Surabaya, (DOC) – Hujan deras intensitas tinggi yang mengguyur Kota Surabaya sejak subuh pada Senin (22/6/2026) memicu banjir di beberapa wilayah. Menanggapi situasi tersebut, Pemkot Surabaya langsung bergerak cepat dengan mengoptimalkan operasional seluruh rumah pompa secara bertahap guna mempercepat surutnya air.

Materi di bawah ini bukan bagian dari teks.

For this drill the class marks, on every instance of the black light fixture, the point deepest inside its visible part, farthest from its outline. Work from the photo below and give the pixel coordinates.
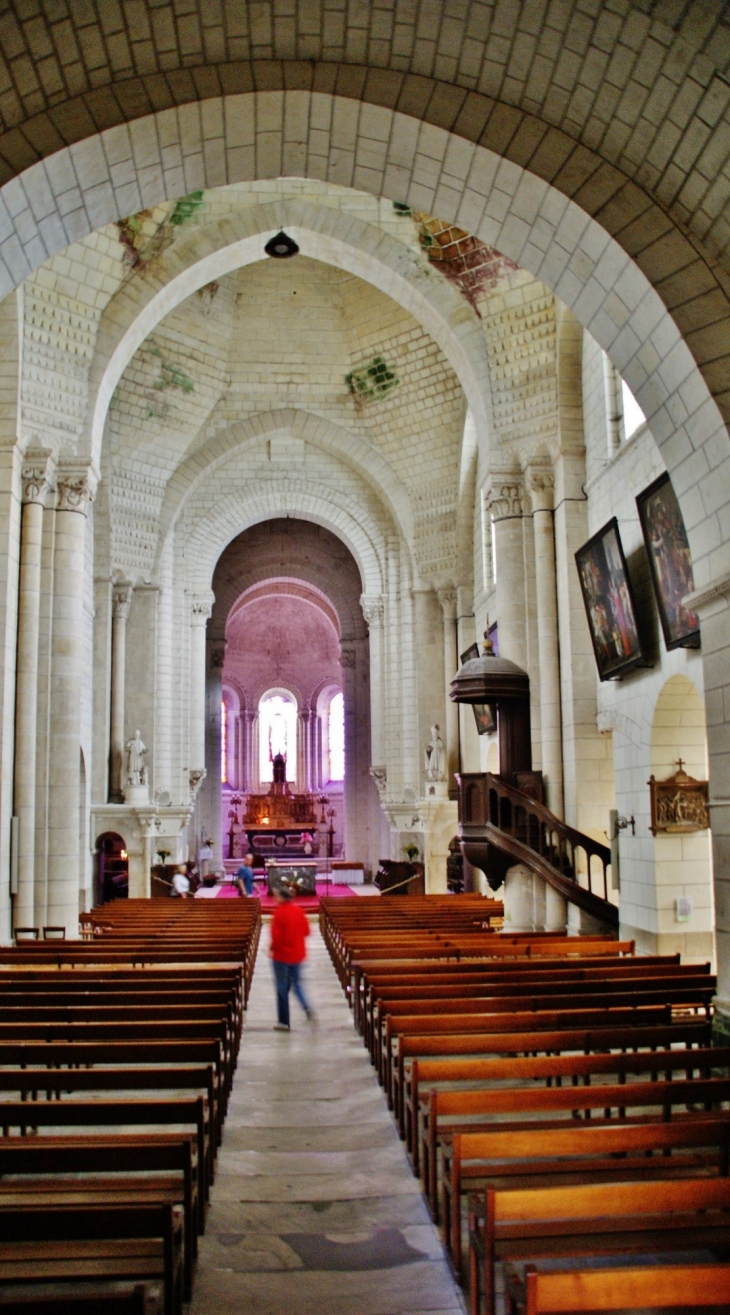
(282, 247)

Kepala Bidang Drainase Dinas Sumber Daya Air dan Bina Marga (DSDABM) Kota Surabaya, Adi Gunita, menyatakan bahwa seluruh infrastruktur rumah pompa tetap disiagakan dan dioperasikan penuh, meski sempat menghadapi kendala alam berupa fenomena backwater akibat pasang air laut.

Bacaan Lainnya

“Seluruh rumah pompa tetap jalan. Memang ada kendala pasang air laut sejak dini hari yang membuat efektivitasnya sempat terbatas karena aliran balik (backwater). Namun, begitu air laut mulai surut, otomatis kinerja pompa langsung kami optimalkan kembali ke kapasitas maksimal,” ujar Adi Gunita.

Hingga pukul 09.00 WIB, strategi optimalisasi ini mulai menunjukkan hasil positif. Elevasi muka air di kawasan kritis seperti Greges dan Petekan yang sempat menyentuh angka hampir 200 cm, kini berhasil ditekan turun ke angka 180 hingga 70 cm.

Untuk mempercepat reduksi genangan di titik-titik yang alirannya melambat, seperti Tanjungsari dan Tambak Mayor yang mengarah ke Kali Greges, DSDABM tidak hanya mengandalkan rumah pompa stasioner. Mereka bersinergi dengan Dinas Pemadam Kebakaran dan Penyelamatan (DPKP) Surabaya untuk menerjunkan armada mobil penyedot air (fire truck pompa).

Beberapa wilayah yang menjadi fokus intervensi taktis ini antara lain,Tanjungsari, Tambak Mayor, Kyai Tambak Deres, Ngagel dan Bratang.

Antisipasi Anomali Cuaca dan Pembersihan Saluran

Adi mengungkapkan bahwa hujan deras di bulan Juni ini memicu tantangan tersendiri karena adanya anomali cuaca menjelang musim kemarau. Oleh karena itu, selain memaksimalkan pompa, petugas di lapangan juga menyisir saluran drainase secara manual.

Langkah ini dilakukan untuk memastikan tidak ada sumbatan sampah atau material dari proyek pembangunan yang sedang berjalan.

Baca Juga:  Menkes Tinjau Hari Pertama Program Cek Kesehatan Gratis di Surabaya

“Kami pastikan kondisinya aman. Petugas terus mengecek saluran, khawatir ada penyumbatan yang bisa memperlambat aliran air ke rumah pompa,” imbuhnya.

Berkat respons cepat dan optimalisasi sistem drainase ini, sejumlah kawasan protokol seperti Jalan Imam Bonjol, Jalan Kartini, hingga kawasan Ngagel dilaporkan sudah berangsur surut dan kembali kondusif sebelum siang hari.

“Kami mengimbau warga untuk tetap waspada dan membantu menjaga kebersihan saluran air di lingkungan masing-masing,” tutupnya.